It’s been a while since we shared a free eBook with our readers, but this week we have come across another worthy entrant in the series, and wanted to share it in time for the holiday learning season (which is most definitely a thing).
Today we share Data Science and Machine Learning: Mathematical and Statistical Methods, by D.P. Kroese, Z.I. Botev, T. Taimre & R. Vaisman. The book was published last year, and aside from being freely-available as a PDF can also be purchased in print form (and Kindle).
Data Science and Machine Learning: Mathematical and Statistical Methods is a practically-oriented text, with a focus on doing data science and implementing machine learning models using Python. It does a good job of explaining relevant theory and introducing the necessary math as needed, which results in very nice pacing for a practical book.
The book’s raison d’être, according to its website, is actually somewhat at odds with my take:
The purpose of this book is to provide an accessible, yet comprehensive textbook intended for students interested in gaining a better understanding of the mathematics and statistics that underpin the rich variety of ideas and machine learning algorithms in data science.
I believe this is the opposite side of the same coin: where I see this book’s strength as teaching the practical and reinforcing it with the necessary theory and underlying math, the argument can clearly be made that it focuses on the theory and underlying math and reinforces this with practical implementation.
Even money, I’d say.
Regardless of the approach you endorse, the book’s table of contents are as follows:
- Importing, Summarizing, and Visualizing Data
- Statistical Learning
- Monte Carlo Methods
- Unsupervised Learning
- Regularization and Kernel Methods
- Decision Trees and Ensemble Methods
- Deep Learning
Lots of relevant topics are covered here, and in logical succession. I particularly like the transition from Monte Carlo methods to unsupervised learning, and how that happens prior to the introduction of supervised concepts. Classification, though likely more useful in the long run (at least seemingly so at present) seemed far less impactful than did clustering when I first encountered machine learning, and so in my view its introduction prior may prove equally captivating for other new learners.
To ensure the book is self-contained for even the newest of data science and machine learning students, the book includes the adequate and useful appendices of:
- Linear Algebra and Functional Analysis
- Multivariate Differentiation and Optimization
- Probability and Statistics
- Python Primer
You won’t become a complete data science expert by reading this book, but that’s not its goal. By working through Data Science and Machine Learning: Mathematical and Statistical Methods you will get a solid foundation in the basics of the field, upon which more cutting edge methods and algorithms can be added.

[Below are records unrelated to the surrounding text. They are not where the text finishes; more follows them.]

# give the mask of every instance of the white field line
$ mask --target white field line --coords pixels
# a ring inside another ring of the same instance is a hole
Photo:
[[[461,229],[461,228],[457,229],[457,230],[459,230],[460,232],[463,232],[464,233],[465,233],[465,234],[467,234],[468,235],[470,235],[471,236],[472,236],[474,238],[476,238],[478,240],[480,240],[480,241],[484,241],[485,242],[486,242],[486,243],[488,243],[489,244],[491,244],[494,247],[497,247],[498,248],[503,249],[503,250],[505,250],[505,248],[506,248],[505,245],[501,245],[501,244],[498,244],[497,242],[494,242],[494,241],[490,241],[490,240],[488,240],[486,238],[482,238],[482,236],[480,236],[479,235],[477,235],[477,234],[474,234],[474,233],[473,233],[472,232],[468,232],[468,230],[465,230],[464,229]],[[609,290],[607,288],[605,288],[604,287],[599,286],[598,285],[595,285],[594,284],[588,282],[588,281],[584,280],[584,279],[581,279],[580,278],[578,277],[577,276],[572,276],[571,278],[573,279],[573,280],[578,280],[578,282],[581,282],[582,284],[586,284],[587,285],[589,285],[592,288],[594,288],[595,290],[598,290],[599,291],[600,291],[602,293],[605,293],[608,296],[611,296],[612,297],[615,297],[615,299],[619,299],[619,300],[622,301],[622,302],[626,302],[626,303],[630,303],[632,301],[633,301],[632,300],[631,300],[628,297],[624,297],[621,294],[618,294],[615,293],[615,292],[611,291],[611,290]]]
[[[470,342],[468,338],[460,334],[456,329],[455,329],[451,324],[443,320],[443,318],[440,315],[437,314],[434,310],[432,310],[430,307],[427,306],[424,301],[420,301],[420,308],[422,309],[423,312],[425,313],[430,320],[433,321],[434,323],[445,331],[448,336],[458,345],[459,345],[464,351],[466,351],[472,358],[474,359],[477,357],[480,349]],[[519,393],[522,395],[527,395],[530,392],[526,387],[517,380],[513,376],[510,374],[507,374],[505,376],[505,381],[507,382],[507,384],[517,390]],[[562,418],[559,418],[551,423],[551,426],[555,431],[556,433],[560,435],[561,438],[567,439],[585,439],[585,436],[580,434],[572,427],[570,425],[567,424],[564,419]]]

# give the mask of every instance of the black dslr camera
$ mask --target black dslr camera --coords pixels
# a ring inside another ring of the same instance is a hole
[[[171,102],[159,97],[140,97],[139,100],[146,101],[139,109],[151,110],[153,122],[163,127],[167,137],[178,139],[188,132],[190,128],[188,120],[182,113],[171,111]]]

One of my favorite machine learning books that I used as my first foray into learning the subject matter was Data Mining: Practical Machine Learning Tools and Techniques, also known as the Weka book. I really liked as a newcomer how it mixed practical and theoretical, introducing and explaining the math as needed in order to learn the practical implementation being presented at the time. I find that this book is reminiscent of that format, with the advantage of using Python instead of the Weka toolkit which, at least today, is a much more relevant implementation pathway.
I recommend this book to anyone learning the basics of data science and machine learning, and looking to do so in the presentation format described.